The discussion revolves around finding the zeros of the polynomial x^2 + 3x + 2 in the context of the polynomial ring Z6. Participants explore the nature of roots in a modular arithmetic setting, particularly focusing on the implications of zero divisors in Z6.
The conversation is ongoing, with various participants offering insights into the nature of roots in Z6. Some suggest checking all possible values to identify zeros, while others emphasize the limitations of factoring in this context. Multiple interpretations of the problem are being explored.
Participants note that Z6 contains zero divisors, which complicates the straightforward application of polynomial factorization.

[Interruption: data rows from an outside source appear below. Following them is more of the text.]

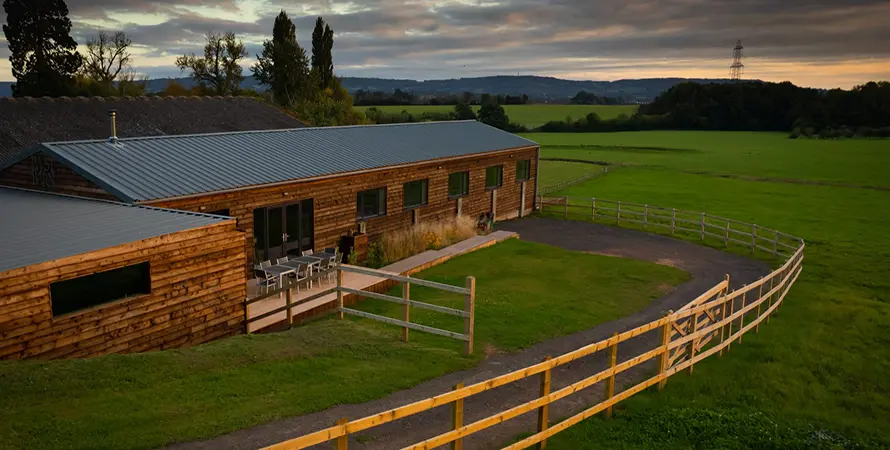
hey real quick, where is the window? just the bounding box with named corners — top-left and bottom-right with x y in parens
top-left (50, 262), bottom-right (151, 317)
top-left (485, 165), bottom-right (503, 189)
top-left (357, 187), bottom-right (386, 219)
top-left (516, 160), bottom-right (531, 181)
top-left (403, 179), bottom-right (428, 209)
top-left (448, 171), bottom-right (469, 198)
top-left (208, 208), bottom-right (231, 216)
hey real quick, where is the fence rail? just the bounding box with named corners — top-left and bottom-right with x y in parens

The discussion also highlights the need to consider all elements of Z6 when determining roots.
Dick said:The roots of (x+1)(x+2) over the reals are x=(-1) and x=(-2), which are congruent to 4 and 5 mod 6. So the real question is why x=1 and x=2? The problem is that Z(6) has zero divisors, e.g. 2*3=0. So you can't conclude from (x+1)(x+2)=0 that (x+1)=0 or (x+2)=0.
Dick said:-2 is congruent to 4 and -1 is congruent to 5, because in each case the difference is divisible by 6.
Dick said:That only gives you 4 and 5. It doesn't give you 1 and 2, which are also roots. Unless you know a better system, it's safest to check all possible numbers to see if they are roots.
Dick said:Factoring it is not guaranteed to find all roots for the reasons I pointed out in the first post.